Burbidge's previous roles have included former chairman of the Coventry City of Culture Trust between 2015 and 2022, having successfully secured victory for Coventry in the UK City of Culture title; non-executive chairman of Burbidge Capital Limited in Nairobi, Kenya between 2010 and 2016,
also a main board member of the Royal Shakespeare Company (RSC) between 2008 and 2014 and Honorary Governor until 2024. He was chairman of the Central Campaign for the £112 million transformation project of the Royal Shakespeare Theatres at Stratford-upon-Avon which achieved successful completion in 2010. He was also a chairman of the RSC Pension Fund Trustees, plus a member of the RSC Audit and Investment Committees. He was a director of the Albany Piccadilly Trustee Companies.
He was a governor and founding chairman of the development board of Compton Verney Art Gallery between 2009 and 2011, and a member of the development board of Garsington Opera for the move to Wormsley Estate, Stokenchurch from 2010 to 2012.

He was the Master of the Worshipful Company of Furniture Makers from 2004 to 2005 and was the founding chairman of Furniture Makers Hall between 2005 and 2012, He was instrumental in the acquisition and establishment of Furniture Makers Hall, where the Court Room is named after him. He was also chairman of the Belgrade Theatre, Coventry from 2001 to 2008, where he led a £14m campaign to build a new auditorium B2, new foyer and reception areas. The Burbidge room is named after him. His roles have also included being founding chairman of the Coventry Cathedral Development Trust, responsible for raising more than £5 million in funds for the Cathedral ministry and for endowment 1992 to 2005. He was director of the Coventry Building Society for two decades also chairman of the associated £50m pension fund between 1981 and 2005

He was a councillor on the Warwick District Council, between 1972 and 1975 and President of the City of Coventry Scout County from 1996 to 2008. He became High Sheriff of the West Midlands County, in 1990/1991.

Under Burbidge's leadership in 1995/6, Burbidge & Son pioneered the introduction of Japanese World Class Manufacturing techniques into the furniture manufacturing sector. His company became an exemplar hosting visits for the West Midlands Manufacturing Challenge and nationally for UK First. He was a keynote speaker at conferences around the UK. He was also a guest lecturer for MSc courses in Manufacturing Strategy at the University of Warwick.

==Honours==
Burbidge was appointed an Officer of the Order of the British Empire (OBE) in the 1998 Queen's Birthday Honours in recognition of his services to Coventry Cathedral. He was promoted to Commander of the Order of the British Empire (CBE) in the 2016 Queen's Birthday Honours in recognition of his services to cultural philanthropy in the West Midlands.

==Awards==

Honorary Doctor of Letters (Hon DLitt) in recognition of significant contribution to arts & culture in the West Midlands, was awarded by the University of Warwick in July 2017.

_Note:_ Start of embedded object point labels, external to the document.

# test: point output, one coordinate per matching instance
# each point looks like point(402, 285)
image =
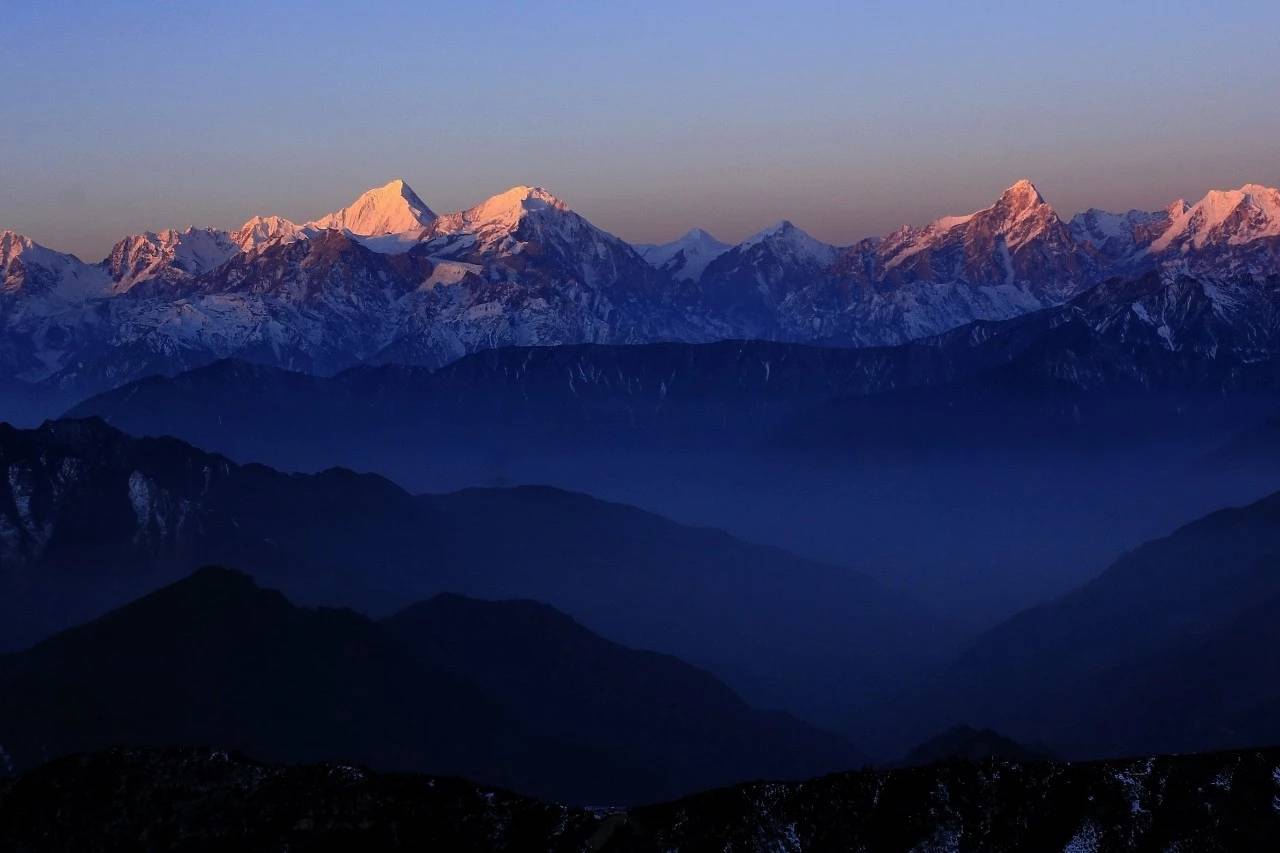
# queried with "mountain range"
point(91, 518)
point(511, 693)
point(385, 279)
point(199, 799)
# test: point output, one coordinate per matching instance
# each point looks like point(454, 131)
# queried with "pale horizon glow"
point(135, 117)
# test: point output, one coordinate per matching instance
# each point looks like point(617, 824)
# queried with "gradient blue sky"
point(649, 118)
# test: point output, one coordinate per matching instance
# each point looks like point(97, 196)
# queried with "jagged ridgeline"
point(385, 279)
point(1214, 802)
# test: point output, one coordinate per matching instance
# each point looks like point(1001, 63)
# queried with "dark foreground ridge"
point(200, 799)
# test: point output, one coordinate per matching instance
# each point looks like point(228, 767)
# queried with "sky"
point(648, 118)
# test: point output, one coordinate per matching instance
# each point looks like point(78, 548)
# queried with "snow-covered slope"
point(33, 272)
point(686, 256)
point(169, 255)
point(385, 279)
point(260, 231)
point(1224, 218)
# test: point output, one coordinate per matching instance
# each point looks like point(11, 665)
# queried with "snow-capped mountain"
point(1120, 237)
point(748, 290)
point(169, 255)
point(522, 268)
point(1004, 260)
point(37, 274)
point(686, 256)
point(391, 209)
point(385, 279)
point(260, 231)
point(1019, 242)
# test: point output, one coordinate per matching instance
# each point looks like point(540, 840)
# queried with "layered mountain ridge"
point(385, 279)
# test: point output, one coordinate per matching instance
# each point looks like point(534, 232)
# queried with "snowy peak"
point(260, 231)
point(1223, 218)
point(1120, 236)
point(792, 242)
point(31, 269)
point(391, 209)
point(170, 255)
point(504, 222)
point(686, 256)
point(507, 209)
point(1020, 196)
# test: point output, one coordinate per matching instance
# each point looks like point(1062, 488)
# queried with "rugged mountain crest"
point(686, 256)
point(391, 209)
point(260, 231)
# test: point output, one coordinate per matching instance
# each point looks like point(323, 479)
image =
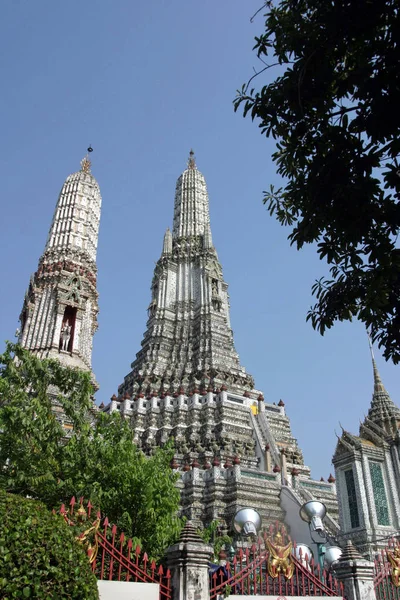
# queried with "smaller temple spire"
point(86, 163)
point(383, 411)
point(192, 160)
point(378, 385)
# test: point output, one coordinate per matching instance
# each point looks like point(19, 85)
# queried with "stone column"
point(188, 561)
point(268, 461)
point(284, 467)
point(356, 573)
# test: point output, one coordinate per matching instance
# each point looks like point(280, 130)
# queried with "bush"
point(39, 556)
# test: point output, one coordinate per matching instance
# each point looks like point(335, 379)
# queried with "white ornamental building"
point(367, 469)
point(59, 314)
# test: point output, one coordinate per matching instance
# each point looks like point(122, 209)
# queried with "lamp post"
point(313, 512)
point(247, 521)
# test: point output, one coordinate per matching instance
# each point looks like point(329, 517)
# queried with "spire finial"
point(86, 163)
point(378, 385)
point(192, 160)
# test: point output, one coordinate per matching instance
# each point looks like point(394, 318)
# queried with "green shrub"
point(39, 556)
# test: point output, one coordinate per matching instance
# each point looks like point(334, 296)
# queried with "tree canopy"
point(39, 555)
point(332, 105)
point(97, 459)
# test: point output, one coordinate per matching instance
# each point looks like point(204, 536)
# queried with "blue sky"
point(143, 82)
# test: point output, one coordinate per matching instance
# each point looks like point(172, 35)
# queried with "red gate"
point(112, 556)
point(387, 572)
point(272, 570)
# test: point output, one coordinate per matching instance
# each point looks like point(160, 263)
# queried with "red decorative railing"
point(249, 573)
point(387, 572)
point(111, 555)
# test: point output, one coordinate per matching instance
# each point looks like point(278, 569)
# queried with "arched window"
point(68, 329)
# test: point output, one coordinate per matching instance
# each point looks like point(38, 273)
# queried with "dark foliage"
point(333, 109)
point(39, 556)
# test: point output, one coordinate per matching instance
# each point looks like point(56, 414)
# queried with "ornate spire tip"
point(192, 160)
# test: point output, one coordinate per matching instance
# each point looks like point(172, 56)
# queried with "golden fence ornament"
point(86, 537)
point(394, 559)
point(279, 559)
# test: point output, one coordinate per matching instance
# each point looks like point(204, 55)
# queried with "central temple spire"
point(188, 341)
point(191, 212)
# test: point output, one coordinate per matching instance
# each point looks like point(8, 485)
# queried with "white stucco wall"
point(122, 590)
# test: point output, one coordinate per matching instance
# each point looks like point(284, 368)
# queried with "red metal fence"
point(260, 571)
point(111, 555)
point(387, 572)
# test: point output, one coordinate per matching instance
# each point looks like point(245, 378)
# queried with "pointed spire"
point(191, 211)
point(383, 411)
point(192, 160)
point(378, 385)
point(86, 163)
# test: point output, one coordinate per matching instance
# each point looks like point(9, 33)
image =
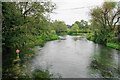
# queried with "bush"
point(113, 45)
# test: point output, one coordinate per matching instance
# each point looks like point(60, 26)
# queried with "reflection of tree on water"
point(103, 63)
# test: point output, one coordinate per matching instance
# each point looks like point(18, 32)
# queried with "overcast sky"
point(70, 11)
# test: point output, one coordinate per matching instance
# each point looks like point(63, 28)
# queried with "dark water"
point(77, 57)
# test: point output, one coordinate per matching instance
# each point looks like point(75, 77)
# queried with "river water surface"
point(77, 57)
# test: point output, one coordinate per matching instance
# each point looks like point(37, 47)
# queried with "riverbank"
point(17, 67)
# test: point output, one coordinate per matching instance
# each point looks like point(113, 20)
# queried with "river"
point(77, 57)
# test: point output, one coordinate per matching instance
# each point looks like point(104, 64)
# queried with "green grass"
point(113, 45)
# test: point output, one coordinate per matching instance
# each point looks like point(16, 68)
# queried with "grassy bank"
point(17, 68)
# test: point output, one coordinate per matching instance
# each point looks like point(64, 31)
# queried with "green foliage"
point(103, 23)
point(70, 32)
point(24, 27)
point(75, 27)
point(113, 45)
point(59, 26)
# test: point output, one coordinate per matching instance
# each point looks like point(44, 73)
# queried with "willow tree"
point(105, 17)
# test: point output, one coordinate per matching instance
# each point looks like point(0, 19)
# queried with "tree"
point(75, 27)
point(104, 17)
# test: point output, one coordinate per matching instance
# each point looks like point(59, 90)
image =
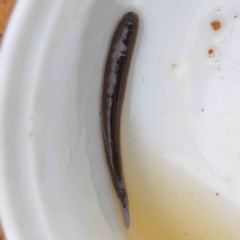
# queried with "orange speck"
point(210, 51)
point(216, 25)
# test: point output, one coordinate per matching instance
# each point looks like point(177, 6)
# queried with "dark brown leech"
point(115, 79)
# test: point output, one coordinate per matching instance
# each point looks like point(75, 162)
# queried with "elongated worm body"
point(115, 79)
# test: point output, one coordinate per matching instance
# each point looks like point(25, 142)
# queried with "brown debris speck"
point(216, 25)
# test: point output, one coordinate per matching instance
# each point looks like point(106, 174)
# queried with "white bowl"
point(180, 122)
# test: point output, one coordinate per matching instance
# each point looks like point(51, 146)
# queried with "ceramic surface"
point(181, 108)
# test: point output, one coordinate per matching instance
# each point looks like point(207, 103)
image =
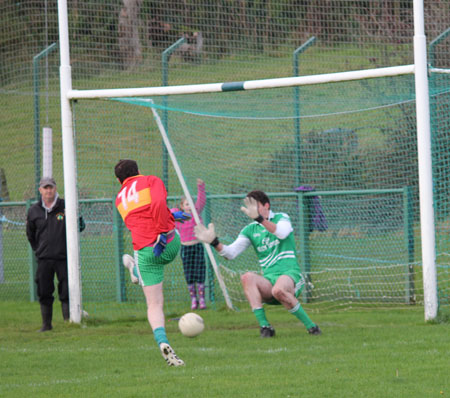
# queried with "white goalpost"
point(419, 69)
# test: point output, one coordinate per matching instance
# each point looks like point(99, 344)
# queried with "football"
point(191, 324)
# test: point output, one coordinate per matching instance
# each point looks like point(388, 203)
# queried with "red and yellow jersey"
point(142, 203)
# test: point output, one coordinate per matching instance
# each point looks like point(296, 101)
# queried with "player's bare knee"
point(246, 278)
point(280, 294)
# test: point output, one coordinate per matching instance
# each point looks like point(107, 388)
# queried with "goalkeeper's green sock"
point(300, 314)
point(160, 335)
point(261, 317)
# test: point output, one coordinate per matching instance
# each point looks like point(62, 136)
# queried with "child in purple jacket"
point(192, 252)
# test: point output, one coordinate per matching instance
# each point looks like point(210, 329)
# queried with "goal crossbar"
point(244, 85)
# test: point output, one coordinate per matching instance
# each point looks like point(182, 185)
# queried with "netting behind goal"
point(340, 159)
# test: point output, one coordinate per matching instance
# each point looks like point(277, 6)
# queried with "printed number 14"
point(131, 196)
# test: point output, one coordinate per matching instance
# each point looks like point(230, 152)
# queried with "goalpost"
point(419, 69)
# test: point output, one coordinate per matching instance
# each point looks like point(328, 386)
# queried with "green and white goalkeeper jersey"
point(274, 254)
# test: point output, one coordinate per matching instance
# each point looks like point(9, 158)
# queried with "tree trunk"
point(129, 42)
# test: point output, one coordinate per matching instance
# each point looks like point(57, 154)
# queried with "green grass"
point(360, 354)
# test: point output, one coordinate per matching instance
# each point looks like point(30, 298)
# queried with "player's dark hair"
point(260, 196)
point(126, 168)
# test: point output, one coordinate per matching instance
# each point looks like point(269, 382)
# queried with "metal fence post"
point(118, 253)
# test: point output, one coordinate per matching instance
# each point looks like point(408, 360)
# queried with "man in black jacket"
point(46, 232)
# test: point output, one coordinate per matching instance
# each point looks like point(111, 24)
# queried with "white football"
point(191, 324)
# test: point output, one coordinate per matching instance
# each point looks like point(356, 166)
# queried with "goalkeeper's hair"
point(260, 196)
point(126, 168)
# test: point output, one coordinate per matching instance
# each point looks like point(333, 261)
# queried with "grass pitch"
point(367, 354)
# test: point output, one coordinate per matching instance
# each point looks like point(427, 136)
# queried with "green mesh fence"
point(362, 162)
point(337, 137)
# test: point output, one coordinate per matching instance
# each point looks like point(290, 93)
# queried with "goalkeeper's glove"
point(206, 235)
point(251, 209)
point(160, 245)
point(181, 216)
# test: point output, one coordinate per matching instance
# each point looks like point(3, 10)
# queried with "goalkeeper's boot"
point(169, 355)
point(267, 331)
point(128, 263)
point(315, 330)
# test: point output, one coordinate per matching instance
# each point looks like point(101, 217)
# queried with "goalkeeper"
point(142, 203)
point(281, 282)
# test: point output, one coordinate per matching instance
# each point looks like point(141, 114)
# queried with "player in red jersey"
point(142, 203)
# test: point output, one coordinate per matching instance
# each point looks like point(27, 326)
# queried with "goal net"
point(339, 158)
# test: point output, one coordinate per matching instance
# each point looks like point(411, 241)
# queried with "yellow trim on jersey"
point(144, 199)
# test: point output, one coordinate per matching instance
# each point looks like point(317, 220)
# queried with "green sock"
point(261, 317)
point(160, 335)
point(300, 314)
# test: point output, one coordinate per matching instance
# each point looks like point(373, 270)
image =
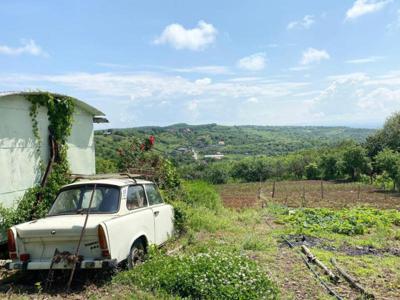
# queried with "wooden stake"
point(273, 189)
point(322, 189)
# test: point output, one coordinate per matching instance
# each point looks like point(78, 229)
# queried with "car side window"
point(153, 194)
point(136, 197)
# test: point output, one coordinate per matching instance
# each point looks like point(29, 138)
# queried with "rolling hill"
point(233, 141)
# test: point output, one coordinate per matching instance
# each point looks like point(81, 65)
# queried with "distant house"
point(214, 156)
point(19, 158)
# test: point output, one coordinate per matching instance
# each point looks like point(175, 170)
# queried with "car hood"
point(62, 225)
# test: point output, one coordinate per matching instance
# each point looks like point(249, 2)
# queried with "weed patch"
point(355, 221)
point(217, 275)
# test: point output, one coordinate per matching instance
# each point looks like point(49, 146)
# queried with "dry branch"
point(175, 250)
point(315, 260)
point(351, 280)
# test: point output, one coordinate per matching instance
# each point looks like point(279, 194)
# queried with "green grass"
point(208, 275)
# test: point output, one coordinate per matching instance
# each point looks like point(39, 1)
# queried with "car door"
point(163, 214)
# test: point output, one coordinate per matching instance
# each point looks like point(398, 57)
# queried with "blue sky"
point(229, 62)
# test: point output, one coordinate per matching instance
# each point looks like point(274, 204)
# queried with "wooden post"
point(322, 189)
point(303, 197)
point(273, 189)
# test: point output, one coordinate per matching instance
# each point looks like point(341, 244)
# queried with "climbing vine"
point(37, 200)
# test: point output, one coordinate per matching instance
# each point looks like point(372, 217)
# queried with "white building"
point(19, 158)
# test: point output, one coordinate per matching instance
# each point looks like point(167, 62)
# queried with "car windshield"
point(76, 200)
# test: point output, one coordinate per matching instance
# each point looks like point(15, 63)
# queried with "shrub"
point(218, 275)
point(201, 194)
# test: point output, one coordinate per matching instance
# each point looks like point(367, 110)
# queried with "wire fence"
point(307, 193)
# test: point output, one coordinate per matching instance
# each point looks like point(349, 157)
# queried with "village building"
point(21, 160)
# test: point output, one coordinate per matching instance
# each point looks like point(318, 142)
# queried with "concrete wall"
point(20, 155)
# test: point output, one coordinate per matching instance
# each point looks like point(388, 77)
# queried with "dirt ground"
point(310, 193)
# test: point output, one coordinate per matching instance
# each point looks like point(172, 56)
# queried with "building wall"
point(20, 155)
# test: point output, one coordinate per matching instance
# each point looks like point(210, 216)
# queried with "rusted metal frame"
point(50, 275)
point(76, 256)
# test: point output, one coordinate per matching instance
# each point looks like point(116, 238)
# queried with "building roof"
point(86, 107)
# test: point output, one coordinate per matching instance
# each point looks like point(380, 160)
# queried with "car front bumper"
point(45, 265)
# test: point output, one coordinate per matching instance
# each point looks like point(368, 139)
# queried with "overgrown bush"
point(198, 207)
point(346, 221)
point(218, 275)
point(201, 194)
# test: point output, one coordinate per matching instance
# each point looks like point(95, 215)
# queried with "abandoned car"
point(126, 215)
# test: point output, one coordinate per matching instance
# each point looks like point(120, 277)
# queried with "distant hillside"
point(234, 141)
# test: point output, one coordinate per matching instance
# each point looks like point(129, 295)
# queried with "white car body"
point(150, 224)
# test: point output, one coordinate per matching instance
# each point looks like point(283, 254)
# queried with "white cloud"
point(312, 55)
point(192, 105)
point(305, 23)
point(350, 77)
point(28, 47)
point(395, 25)
point(197, 38)
point(216, 70)
point(299, 68)
point(253, 100)
point(365, 60)
point(362, 7)
point(203, 81)
point(381, 99)
point(254, 62)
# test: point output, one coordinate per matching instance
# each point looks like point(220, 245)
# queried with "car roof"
point(111, 181)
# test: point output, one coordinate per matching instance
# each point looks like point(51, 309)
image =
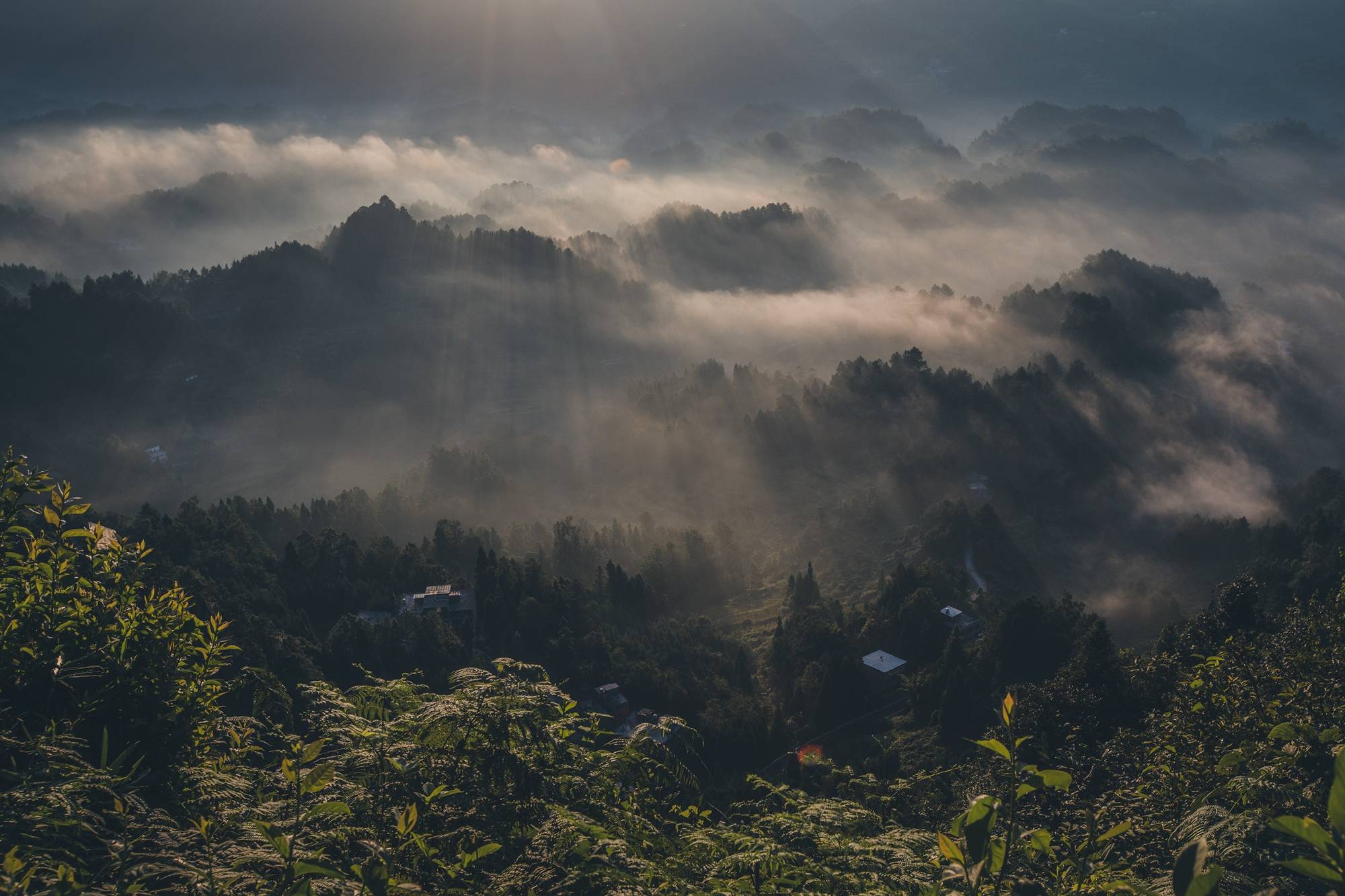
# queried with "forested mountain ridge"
point(141, 759)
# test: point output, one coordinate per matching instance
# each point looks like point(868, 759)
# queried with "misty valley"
point(743, 448)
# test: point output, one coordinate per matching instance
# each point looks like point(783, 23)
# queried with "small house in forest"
point(962, 622)
point(457, 604)
point(883, 670)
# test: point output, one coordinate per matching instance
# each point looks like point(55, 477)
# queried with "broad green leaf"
point(319, 776)
point(318, 868)
point(334, 807)
point(1116, 830)
point(1315, 869)
point(1336, 802)
point(950, 849)
point(1304, 829)
point(1190, 865)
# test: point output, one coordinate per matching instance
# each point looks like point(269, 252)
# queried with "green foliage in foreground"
point(123, 771)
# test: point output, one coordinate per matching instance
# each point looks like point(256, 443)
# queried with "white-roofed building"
point(884, 670)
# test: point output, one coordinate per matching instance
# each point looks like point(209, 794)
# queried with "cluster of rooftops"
point(883, 666)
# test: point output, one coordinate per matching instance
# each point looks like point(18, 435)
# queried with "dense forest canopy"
point(684, 447)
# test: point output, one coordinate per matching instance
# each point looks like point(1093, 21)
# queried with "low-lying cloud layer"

Honorary Doctor of Laws (Hon LLD) in recognition of significant charitable and fundraising work by Coventry University – November 2015

Awarded The Coventry Award of Merit in 2015 which was established by Coventry City Council as a means to acknowledge and honour a model citizen for outstanding performance in a field which enhances the good name of the City of Coventry.

Arts & Business West Midlands Culture Champion 2012 in recognition of leadership for the regional fundraising campaign of the transformation of the Royal Shakespeare & Swan Theatres, Stratford-upon-Avon.

Coventry Evening Telegraph Special Honour awarded for outstanding contribution to business & industry – 2002.